9to5Google has spotted the addition to the Google APK for Android, and it seems the new feature will soon roll out across its devices.
The report claims that Fitbit will use the microphone on its trackers to detect episodes of snoring.
When sleep is detected Fitbit will turn on the microphone, which will listen out for snoring. It will then monitor two things: snoring events and snoring intensity. This will be tracked among the rest of your sleep stats.
The Fitbit app will then rate the severity of your nightly snoring. “Mild” would be snoring for up to 10% of the night, while “frequent” would be in excess of 40% of the night.
It’s not clear whether Fitbit would augment this with other data, including blood oxygen data which it uses to measure the likelihood of sleep conditions such as sleep apnea. It’s also unclear whether Fitbit would provide any insights into reducing snoring, or mapping it to other factors such as alcohol consumption.
And then there’s the added question of who is snoring. The microphone will have trouble detecting snoring between you or a bed partner. We’d have thought there was some way of mapping blood oxygen and breathing tracking to the audio of a snore. Apparently not, according to the report.
And there’s more. The Fitbit app will also monitor the ambient sound as you sleep and rate your environment from “very quiet” to “very loud.” This would help point out any sleep hygiene issues.

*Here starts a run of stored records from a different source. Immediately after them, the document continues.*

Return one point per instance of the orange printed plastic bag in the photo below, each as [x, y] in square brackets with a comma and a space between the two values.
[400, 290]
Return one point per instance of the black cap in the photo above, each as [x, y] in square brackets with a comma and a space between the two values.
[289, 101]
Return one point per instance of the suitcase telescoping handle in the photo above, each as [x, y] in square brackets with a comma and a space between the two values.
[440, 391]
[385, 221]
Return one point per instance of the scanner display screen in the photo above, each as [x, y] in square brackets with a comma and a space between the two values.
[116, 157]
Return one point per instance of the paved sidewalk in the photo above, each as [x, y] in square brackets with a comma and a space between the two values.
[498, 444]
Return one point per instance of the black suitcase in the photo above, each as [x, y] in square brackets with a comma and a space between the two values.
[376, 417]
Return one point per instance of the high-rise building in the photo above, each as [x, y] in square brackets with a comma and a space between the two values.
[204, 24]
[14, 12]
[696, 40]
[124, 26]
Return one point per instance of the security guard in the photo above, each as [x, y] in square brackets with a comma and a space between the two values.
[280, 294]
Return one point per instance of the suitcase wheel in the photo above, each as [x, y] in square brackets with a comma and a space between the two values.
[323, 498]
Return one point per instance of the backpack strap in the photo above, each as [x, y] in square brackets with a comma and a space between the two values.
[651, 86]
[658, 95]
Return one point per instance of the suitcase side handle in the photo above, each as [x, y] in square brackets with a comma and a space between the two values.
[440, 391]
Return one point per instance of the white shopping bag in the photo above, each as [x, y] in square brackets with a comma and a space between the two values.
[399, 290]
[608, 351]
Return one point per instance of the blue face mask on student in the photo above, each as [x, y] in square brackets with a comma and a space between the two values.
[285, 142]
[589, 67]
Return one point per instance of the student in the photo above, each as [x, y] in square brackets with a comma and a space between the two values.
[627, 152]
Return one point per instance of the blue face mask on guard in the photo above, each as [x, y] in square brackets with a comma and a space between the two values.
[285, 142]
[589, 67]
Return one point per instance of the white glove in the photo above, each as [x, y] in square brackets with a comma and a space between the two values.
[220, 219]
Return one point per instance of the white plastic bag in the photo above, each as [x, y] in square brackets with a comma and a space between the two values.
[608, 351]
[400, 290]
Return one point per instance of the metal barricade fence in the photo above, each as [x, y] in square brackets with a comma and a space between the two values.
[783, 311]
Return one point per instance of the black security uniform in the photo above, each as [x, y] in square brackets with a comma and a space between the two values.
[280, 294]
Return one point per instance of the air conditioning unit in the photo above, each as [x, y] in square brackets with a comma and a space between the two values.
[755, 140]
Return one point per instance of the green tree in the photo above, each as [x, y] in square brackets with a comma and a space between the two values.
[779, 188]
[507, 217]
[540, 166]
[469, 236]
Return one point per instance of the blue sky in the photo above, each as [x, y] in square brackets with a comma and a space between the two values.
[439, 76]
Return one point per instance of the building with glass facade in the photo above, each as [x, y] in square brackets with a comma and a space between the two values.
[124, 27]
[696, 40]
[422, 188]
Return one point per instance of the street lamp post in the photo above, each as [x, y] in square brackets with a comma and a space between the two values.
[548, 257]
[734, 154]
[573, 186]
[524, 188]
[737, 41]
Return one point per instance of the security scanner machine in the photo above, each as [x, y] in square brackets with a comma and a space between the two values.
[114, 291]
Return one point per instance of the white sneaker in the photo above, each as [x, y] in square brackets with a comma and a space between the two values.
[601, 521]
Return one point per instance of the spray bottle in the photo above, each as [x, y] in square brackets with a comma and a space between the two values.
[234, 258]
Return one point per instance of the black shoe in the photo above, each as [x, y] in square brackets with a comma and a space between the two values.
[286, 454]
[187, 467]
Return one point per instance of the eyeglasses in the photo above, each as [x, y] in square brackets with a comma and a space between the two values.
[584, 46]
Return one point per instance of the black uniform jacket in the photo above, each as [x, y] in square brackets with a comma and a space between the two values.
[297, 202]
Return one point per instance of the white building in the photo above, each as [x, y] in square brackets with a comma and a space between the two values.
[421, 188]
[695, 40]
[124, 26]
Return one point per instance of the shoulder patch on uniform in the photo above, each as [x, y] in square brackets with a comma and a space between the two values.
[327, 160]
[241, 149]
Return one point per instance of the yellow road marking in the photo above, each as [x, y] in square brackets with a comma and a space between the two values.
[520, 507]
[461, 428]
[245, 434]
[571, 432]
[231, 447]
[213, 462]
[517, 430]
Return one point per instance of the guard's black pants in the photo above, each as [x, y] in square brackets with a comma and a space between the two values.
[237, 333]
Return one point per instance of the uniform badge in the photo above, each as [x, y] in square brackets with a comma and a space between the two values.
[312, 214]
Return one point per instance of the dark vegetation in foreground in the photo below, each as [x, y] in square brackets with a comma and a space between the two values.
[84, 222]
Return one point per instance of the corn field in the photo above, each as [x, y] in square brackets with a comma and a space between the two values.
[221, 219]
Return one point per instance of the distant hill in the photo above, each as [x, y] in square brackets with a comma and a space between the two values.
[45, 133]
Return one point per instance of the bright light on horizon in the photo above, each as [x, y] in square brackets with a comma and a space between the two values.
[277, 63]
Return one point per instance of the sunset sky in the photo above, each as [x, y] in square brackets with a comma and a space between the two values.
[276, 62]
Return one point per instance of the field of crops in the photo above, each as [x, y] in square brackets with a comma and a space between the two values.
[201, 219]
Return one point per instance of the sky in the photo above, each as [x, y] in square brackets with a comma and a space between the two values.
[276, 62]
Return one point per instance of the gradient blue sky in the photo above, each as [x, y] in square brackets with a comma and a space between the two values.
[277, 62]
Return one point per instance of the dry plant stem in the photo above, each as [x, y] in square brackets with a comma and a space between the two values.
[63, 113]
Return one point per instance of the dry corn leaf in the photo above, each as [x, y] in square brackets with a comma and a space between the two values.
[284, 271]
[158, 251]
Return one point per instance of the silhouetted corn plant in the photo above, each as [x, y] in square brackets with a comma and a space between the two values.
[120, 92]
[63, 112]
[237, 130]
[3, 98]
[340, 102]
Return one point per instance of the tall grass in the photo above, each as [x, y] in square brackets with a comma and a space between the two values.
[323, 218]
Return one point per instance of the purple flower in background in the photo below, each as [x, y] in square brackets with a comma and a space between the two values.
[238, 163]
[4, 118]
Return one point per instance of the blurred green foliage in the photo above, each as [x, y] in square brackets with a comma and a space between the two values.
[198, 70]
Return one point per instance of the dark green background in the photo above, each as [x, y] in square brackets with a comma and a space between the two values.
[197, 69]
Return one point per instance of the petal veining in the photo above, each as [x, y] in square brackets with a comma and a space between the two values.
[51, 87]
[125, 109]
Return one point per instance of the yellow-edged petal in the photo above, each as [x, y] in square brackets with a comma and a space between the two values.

Potentially, taking action to make your bedroom quieter would improve sleep quality – although this is likely to be the hardest aspect to control.
And there’s one more…odd…revelation from the APK trawl.

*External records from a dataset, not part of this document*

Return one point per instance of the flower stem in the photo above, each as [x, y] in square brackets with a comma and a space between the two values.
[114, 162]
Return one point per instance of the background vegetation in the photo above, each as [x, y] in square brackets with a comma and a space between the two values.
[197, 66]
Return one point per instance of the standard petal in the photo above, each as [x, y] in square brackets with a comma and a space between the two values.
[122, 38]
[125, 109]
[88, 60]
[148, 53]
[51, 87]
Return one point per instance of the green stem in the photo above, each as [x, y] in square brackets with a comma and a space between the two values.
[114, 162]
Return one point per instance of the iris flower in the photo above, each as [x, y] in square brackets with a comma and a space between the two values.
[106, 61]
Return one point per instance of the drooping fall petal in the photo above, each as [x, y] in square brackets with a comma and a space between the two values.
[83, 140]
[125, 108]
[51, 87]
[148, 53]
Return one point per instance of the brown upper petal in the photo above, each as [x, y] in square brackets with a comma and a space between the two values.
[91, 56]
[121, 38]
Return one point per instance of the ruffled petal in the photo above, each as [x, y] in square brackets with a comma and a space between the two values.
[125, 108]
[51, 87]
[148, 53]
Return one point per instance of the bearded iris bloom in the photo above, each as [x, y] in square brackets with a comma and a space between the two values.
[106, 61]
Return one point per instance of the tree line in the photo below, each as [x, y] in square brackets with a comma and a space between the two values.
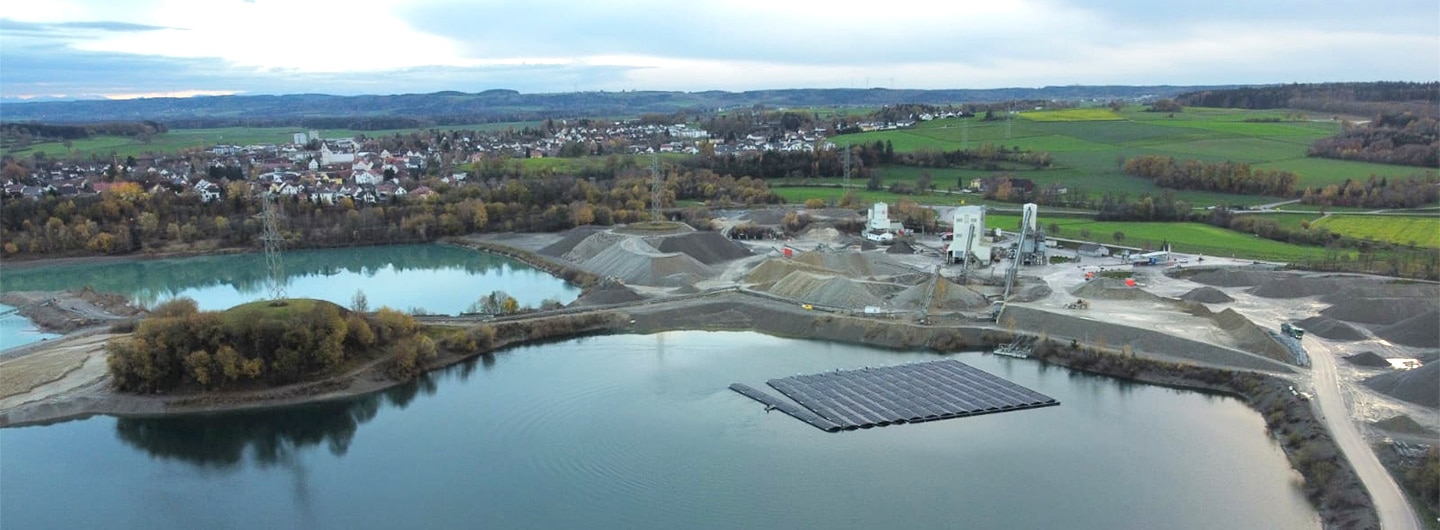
[1223, 176]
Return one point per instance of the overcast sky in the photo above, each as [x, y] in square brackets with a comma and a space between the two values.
[140, 48]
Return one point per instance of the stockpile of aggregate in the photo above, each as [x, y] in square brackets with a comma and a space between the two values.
[1331, 329]
[900, 246]
[1207, 295]
[608, 294]
[1110, 288]
[1234, 277]
[834, 291]
[1416, 386]
[637, 262]
[1422, 330]
[594, 245]
[851, 264]
[1368, 359]
[570, 239]
[1250, 337]
[706, 246]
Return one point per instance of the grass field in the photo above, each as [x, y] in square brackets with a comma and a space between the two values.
[1188, 238]
[1420, 231]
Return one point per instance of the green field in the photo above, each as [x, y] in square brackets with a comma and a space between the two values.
[1187, 238]
[1419, 231]
[1073, 114]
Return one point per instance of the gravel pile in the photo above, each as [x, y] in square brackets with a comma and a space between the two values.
[1110, 288]
[608, 294]
[1422, 330]
[706, 246]
[834, 291]
[1234, 277]
[637, 262]
[1416, 386]
[569, 241]
[1368, 359]
[1331, 329]
[1250, 337]
[592, 246]
[1207, 295]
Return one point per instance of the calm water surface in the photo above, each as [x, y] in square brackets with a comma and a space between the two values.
[437, 278]
[641, 432]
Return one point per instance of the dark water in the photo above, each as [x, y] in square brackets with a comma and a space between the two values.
[437, 278]
[641, 432]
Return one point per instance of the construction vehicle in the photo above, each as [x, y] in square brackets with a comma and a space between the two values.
[1292, 331]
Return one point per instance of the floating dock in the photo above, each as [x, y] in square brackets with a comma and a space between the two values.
[906, 393]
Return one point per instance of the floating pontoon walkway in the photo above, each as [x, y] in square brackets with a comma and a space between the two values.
[907, 393]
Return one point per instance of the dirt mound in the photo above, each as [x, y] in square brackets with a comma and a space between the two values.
[1368, 359]
[900, 246]
[1233, 277]
[1207, 295]
[1416, 386]
[851, 264]
[1422, 330]
[1377, 310]
[1331, 329]
[706, 246]
[774, 270]
[834, 291]
[637, 262]
[592, 246]
[570, 239]
[608, 294]
[1250, 337]
[1110, 288]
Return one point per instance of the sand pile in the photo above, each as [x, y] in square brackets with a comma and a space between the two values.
[1331, 329]
[1207, 295]
[1234, 277]
[706, 246]
[1368, 359]
[637, 262]
[851, 264]
[1422, 330]
[1110, 288]
[1250, 337]
[1375, 310]
[774, 270]
[834, 291]
[608, 294]
[900, 246]
[1416, 386]
[594, 245]
[570, 239]
[948, 297]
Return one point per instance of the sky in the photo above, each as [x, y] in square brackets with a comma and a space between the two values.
[180, 48]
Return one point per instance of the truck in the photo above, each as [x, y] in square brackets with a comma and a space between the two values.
[1292, 331]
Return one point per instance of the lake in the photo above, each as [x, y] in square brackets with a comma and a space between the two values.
[435, 278]
[642, 432]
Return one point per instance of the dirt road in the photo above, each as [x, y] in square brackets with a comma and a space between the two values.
[1390, 501]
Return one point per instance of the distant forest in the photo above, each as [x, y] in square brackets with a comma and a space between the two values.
[501, 105]
[1403, 126]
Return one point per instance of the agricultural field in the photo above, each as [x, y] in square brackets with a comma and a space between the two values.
[1089, 147]
[1410, 231]
[1188, 238]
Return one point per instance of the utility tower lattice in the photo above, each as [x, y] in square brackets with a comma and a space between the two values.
[654, 187]
[272, 241]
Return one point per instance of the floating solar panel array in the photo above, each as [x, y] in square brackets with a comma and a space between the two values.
[906, 393]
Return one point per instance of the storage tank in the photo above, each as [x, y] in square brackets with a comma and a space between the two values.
[1031, 215]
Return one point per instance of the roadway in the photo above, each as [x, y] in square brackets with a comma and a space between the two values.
[1391, 503]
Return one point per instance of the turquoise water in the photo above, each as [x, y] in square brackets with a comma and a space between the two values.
[642, 432]
[435, 278]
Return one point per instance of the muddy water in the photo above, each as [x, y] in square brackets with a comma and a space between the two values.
[641, 432]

Apparently, Fitbit is lining up some sleep analysis that likens your sleep habits to an animal. The report shows:
- Restless sleeper: Bear
- Segmented sleeper: Dolphin
- Shallow sleeper: Giraffe
- Shoirt sleeper: Hummingbird
- Slow to fall asleep sleeper: Kangaroo
- Solid sleeper: Tortoise
We have to say that makes zero sense to us, but there’s almost no detail on the implementation. We like the idea of Fitbit adding a bit more context to the reams of data it produces around sleep. But is it wrong we want to be the bear?